When the Moon Is Low(56)
In a large patch of weeds behind the building, the group of three Saleem had just met multiplied. There were men and boys everywhere, milling about outside makeshift tents or sitting on overturned pails. There were two small fires burning, with people sitting or lying around them, drinking palmfuls of water from five-gallon buckets.
The squalor rivaled that of Kabul’s worst-hit areas. This was the dark side of Athens, the secret world of people who did not exist. They were neither immigrant nor refugee. They were undocumented and untraceable, shadows that disappeared in the sun.
Hassan and Jamal went off in search of food. They would scrounge near restaurants for discarded food. Abdullah told them they were wasting time and took Saleem around to meet some people.
“Even here among your own people, you need to be careful who you talk to. Especially you, since you have a family and all. For instance, you see that guy in the corner with the yellow shirt?”
There was a man sitting on the ground, his back against a tree. Saleem realized that everywhere, people were clustered. This man was alone.
“Yes, I see him.”
“Well, that’s Saboor. Leave him alone.”
“Why should I leave him alone?”
Abdullah lowered his voice and began to retell what was probably the camp’s most-oft-told story by now.
“He’s a snake. He steals from his own people, people who are no better off than he is. In a place like this, there are no locks, no gates, just pockets and plastic bags. Usually, the most valuable thing you have is food. Anyway, people would wake in the middle of the night to find him sneaking around like a rat and rifling through their things. Small things were going missing here and there. And when you have nothing, that’s more than everything.
“Anyway, two weeks ago, one of the guys, Kareem—he’s a nice enough guy from Mazar—he had gotten a potato from somewhere and ate half. He was saving the other half. He wakes up in the morning and realizes the other half of his potato is gone. And then, what do we see? Plain as day, there goes Saboor, with a half-eaten potato in the far end of the park. Kareem was furious. He marched straight up to Saboor, something no one had done until that point, and accused him of taking his potato. Saboor, straight-faced, told him that he had gotten the potato from a church handout. But there hadn’t been a church handout that week.
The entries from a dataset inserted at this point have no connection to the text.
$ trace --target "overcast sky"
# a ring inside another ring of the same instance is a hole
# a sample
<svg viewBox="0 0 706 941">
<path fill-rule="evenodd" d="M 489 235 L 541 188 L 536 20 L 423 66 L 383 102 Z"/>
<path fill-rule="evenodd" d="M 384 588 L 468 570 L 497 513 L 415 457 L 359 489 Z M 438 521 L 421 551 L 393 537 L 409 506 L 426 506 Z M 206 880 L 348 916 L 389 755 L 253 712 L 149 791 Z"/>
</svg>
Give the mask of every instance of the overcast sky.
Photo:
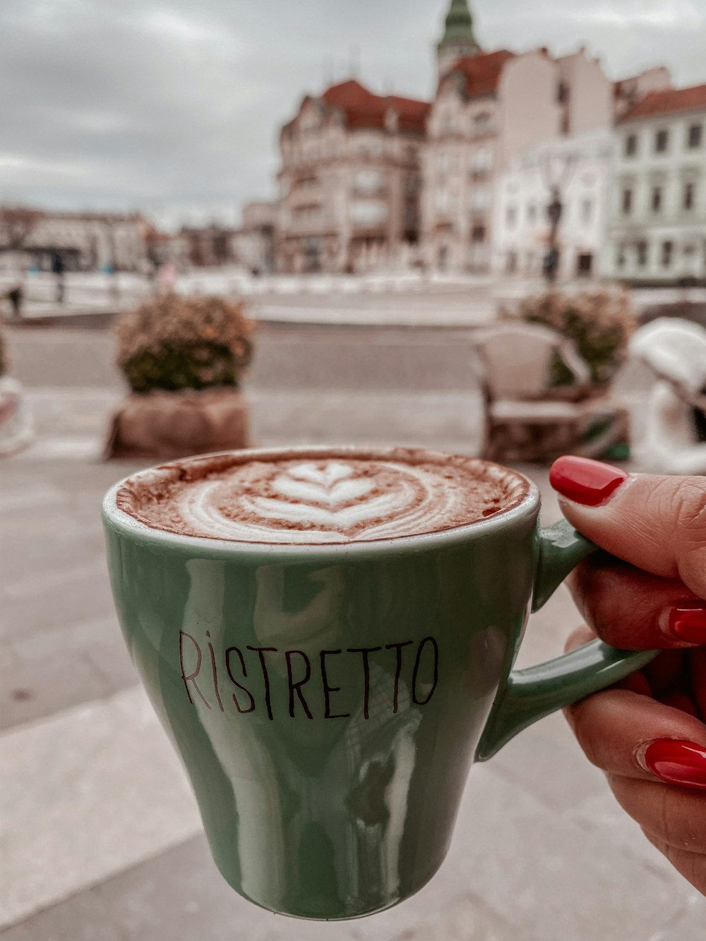
<svg viewBox="0 0 706 941">
<path fill-rule="evenodd" d="M 325 80 L 428 97 L 448 0 L 0 0 L 0 201 L 233 221 Z M 706 82 L 706 0 L 472 0 L 485 49 Z"/>
</svg>

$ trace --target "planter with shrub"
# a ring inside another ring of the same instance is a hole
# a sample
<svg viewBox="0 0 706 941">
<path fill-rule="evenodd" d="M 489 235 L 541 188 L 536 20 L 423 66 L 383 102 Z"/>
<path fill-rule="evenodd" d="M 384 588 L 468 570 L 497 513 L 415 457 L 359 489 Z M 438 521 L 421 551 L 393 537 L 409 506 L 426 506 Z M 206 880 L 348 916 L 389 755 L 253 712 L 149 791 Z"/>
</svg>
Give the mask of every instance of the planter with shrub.
<svg viewBox="0 0 706 941">
<path fill-rule="evenodd" d="M 625 291 L 582 291 L 566 295 L 549 291 L 521 301 L 516 317 L 548 327 L 573 342 L 588 366 L 591 386 L 571 389 L 573 375 L 558 357 L 552 363 L 550 387 L 558 398 L 601 394 L 628 355 L 628 340 L 636 326 Z"/>
<path fill-rule="evenodd" d="M 249 444 L 242 375 L 252 324 L 241 303 L 166 295 L 123 313 L 118 365 L 131 390 L 108 457 L 172 458 Z"/>
</svg>

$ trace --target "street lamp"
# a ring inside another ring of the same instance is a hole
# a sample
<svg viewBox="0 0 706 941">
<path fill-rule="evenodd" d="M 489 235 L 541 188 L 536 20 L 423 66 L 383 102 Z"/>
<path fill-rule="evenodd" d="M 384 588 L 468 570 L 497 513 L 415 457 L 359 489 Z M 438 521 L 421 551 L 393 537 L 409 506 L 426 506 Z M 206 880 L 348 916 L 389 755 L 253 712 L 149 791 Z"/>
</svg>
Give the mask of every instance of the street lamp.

“Kareem kept on him. Accused him of lying, telling him to give the potato back, to apologize to everyone for all the things he had taken since he came. Saboor looked Kareem dead in the eye and said, ‘If anyone else wants to cause trouble like this bastard here, let me warn you. You all have families in Afghanistan and I know your names. My friends back home would not mind paying a visit to people you’ve left behind. Try me and see what happens.’ Since that day, we all just avoid him.”
“If he’s got such powerful friends, why would he have left?” Saleem asked, his body turning away from the man instinctively.
Abdullah shrugged his shoulders. “It’s probably a lie, but no one wants to find out. Just stay away.”
Abdullah next took Saleem to a group of six boys playing cards. Some of the boys were young, just barely older than Samira. As a newcomer, Saleem was welcomed and everyone was willing to share with him bits of refugee wisdom.
They had arrived together, a group of about fifteen young men. They’d been directed to go to “the ministry.” The ministry bounced them to another place, an office called the Greek Council of Refugees. The council was largely uninterested in the boys. They were told that they could apply for asylum if they got a job, but, they were warned, no one would hire refugee boys. And there would be no food or shelter provided.
The young men, along with a few families, had come from a place called Pagani, a name they spat out with a shake of the head. Pagani was a detention center for immigrants on one of Greece’s many idyllic islands. The building was a cage, as the boys described it, the biggest cage any of them had ever seen. It teemed with refugees who’d struggled to leave their countries, only to be trapped in Greece. Men, women, and children overwhelmed the building’s capacity three times over. The modest courtyard could hardly accommodate a fraction of the residents. People went for days without stepping outside. There were at least a hundred people to each toilet.
No one knew how bad it was here until it was too late. For a few, Pagani had been so damaging that, even in the open air of Attiki Square, their breath turned into a nervous wheeze at the mention of the detention center.
As unaccompanied minors, Pagani awaited them, but the boys refused to go back to the cage. Jamal, Hassan, and Abdullah had decided to live together in an apartment they shared with nine others. They had dreamed of going to Germany where they’d heard refugees were granted asylum, given housing, and fed. But in Greece, police officers stopped them and asked for “papers.”
“The papers do not mean anything,” Jamal explained. “They gave us ‘papers’ in Pagani and told us to keep them on us at all times. Be careful with the police here. Even with those papers, we are targets for them, like dogs in the street. Even at some of the churches that give out food, the police may be there. There is no asylum here.”
Saleem spent the day listening, disheartened. Outwardly charming and beautiful, Greece was a hostile place, and many of the young Afghans Saleem met regretted the money they’d spent to reach her shores.
IN THE FOLLOWING DAYS, SALEEM RETURNED TO ATTIKI. THE boys told him the places to avoid and brought him along to the churches where food and water were distributed.